L’échec de Berlinguer confirme la thèse marxiste-léniniste : sans rupture révolutionnaire, toute tentative de compromis se transforme en intégration du mouvement ouvrier dans l’ordre bourgeois. Gramsci lui-même ne prônait pas l’abandon de la révolution ; mais son approfondissement stratégique. Berlinguer, en absolutisant l’hégémonie culturelle au détriment de la conquête par la lutte de classe du pouvoir d’État, a ouvert la voie au désarmement idéologique et politique du prolétariat italien. Le préalable dont parle Gramsci est une construction dans la lutte de classe d’une nouvelle hégémonie culturelle. https://www.facebook.com/share/p/1A3qTksZuA/?mibextid=wwXIfr
Cette relecture réformiste, poussée à son extrême, fonde le discours mélenchonien d’intersectionnalité des luttes » loin de la lutte de classe ; et devient outil de divisions infinies dans la droite ligne des dérives de la période Hue jusqu’au 38e congrès.
Le discours de Fabien ROUSSEL, refonde l’action communiste sur la lutte de classe. Il faut certainement lire dans ces divergences, les causes d’un sentiment d’avancée en crabe de l’engagement du parti et l’inaboutissement actuel de sa stratégie comme de son programme ou de son organisation. L’hésitation et l’indécision théorique fondent l’incertitude et un frein à l’engagement.
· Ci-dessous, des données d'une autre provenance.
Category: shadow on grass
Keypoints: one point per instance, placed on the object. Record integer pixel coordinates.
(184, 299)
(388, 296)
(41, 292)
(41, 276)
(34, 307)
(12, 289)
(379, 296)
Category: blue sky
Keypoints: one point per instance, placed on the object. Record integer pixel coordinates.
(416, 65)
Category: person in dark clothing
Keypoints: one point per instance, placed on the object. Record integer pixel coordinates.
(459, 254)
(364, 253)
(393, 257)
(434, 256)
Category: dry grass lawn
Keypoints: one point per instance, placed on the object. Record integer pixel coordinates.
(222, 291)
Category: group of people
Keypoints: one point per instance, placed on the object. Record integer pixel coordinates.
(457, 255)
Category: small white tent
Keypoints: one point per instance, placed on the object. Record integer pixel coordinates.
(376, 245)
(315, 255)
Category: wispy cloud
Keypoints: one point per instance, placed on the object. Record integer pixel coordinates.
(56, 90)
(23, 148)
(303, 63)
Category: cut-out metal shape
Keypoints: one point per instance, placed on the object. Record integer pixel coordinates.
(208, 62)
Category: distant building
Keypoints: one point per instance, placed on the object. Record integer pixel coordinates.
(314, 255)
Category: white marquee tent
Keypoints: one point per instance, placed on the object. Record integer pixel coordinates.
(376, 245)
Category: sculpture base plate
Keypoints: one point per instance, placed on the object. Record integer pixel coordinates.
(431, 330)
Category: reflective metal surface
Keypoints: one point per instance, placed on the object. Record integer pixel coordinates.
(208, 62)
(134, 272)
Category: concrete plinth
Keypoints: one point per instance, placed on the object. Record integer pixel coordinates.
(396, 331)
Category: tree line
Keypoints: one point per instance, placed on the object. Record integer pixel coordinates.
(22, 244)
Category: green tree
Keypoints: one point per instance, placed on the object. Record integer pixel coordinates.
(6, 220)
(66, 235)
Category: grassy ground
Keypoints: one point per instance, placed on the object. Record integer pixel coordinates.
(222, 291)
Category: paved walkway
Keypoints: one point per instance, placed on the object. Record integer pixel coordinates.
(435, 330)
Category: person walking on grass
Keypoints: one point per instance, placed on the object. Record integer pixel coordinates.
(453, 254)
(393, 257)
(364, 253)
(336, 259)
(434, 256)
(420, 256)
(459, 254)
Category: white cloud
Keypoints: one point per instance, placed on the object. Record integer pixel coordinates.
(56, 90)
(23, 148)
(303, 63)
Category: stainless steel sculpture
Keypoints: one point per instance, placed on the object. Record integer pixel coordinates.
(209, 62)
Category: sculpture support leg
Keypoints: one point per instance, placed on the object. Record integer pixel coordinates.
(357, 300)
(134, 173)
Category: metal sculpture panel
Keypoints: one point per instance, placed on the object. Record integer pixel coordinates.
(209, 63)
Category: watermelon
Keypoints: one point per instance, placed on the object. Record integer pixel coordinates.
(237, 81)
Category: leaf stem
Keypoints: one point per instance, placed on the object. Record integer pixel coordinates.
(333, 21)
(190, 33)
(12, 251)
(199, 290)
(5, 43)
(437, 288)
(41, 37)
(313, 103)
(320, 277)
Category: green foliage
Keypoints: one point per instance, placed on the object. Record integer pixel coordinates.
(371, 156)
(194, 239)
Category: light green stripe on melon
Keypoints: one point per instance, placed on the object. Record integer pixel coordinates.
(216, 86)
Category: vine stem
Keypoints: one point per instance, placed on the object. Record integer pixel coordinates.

Pour finir, il est certain qu’en constante évolution, la réflexion du PCF s’affirme dans tous les domaines : Plan d’investissement dans la ré-industrialisation du pays, Projet de Sécurité emploi-formation, Projet Empreinte 2050 concernant une écologie de la gestion économique… ce qui constitue autant de point d’appuis à une intervention idéologique et concrète des militants communistes. Mais cela ne saurait suffire, tant la question centrale de l’espérance globale indispensable, donnant de la cohérence à l’engagement, celle d’un socialisme anti capitaliste reste manquante.